(Bloomberg) -- EasyJet Plc proposed to more than double its dividend payout for this year and said it’s making “strong progress” toward its medium-term targets, helped by robust demand for its package holiday offerings.
The airline’s board has recommended an ordinary dividend of 12.1 pence a share, compared with 4.5 pence a year earlier, EasyJet said in a statement Wednesday. The company will pay out 20% of the dividend in March, it said.
“We’ve had a record summer, we managed to reduce the winter losses and the holiday business is growing phenomenally,” Chief Executive Officer Johan Lundgren said in an interview with Bloomberg TV. “On practically every metric, we have been able to report very strong progress.”
Shares rose as much as 3.3% and were trading 2.9% higher at 8:02 a.m. in London.
EasyJet’s all-Airbus SE fleet has managed to avoid the supply chain problems that have hamstrung its low-cost rivals. Ryanair Holdings Plc is struggling to get deliveries of its Boeing Co. 737 Max jets while Wizz Air Holdings Plc has several of its A320neo jets grounded due to issues with their Pratt & Whitney engines.
Lundgren said the company’s choices on engine and plane type were a “better alternative” than other airlines.
EasyJet reported profit before tax of £610 million ($768 million) in the twelve months through September, in line with analysts’ estimates.

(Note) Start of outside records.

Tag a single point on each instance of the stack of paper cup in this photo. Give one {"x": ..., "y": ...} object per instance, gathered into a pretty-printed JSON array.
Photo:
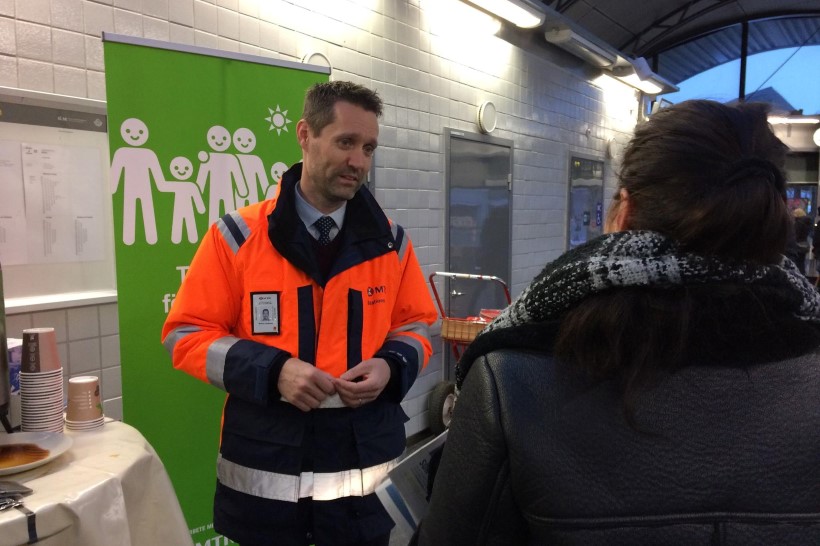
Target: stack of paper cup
[
  {"x": 41, "y": 382},
  {"x": 84, "y": 410}
]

The airline predicted its holiday business will grow by 25% next year, highlighting robust demand for hassle-free package vacations that have boomed in the UK.
The results were the last for Lundgren before Kenton Jarvis, the airline’s chief financial officer, replaces him early next year. Lundgren has led the carrier for seven years.
EasyJet is the last of the major European carriers to report earnings for the quarter. The stock has gained almost 10% this year, compared to Ryanair and Wizz which have lost 4% and 40%, respectively.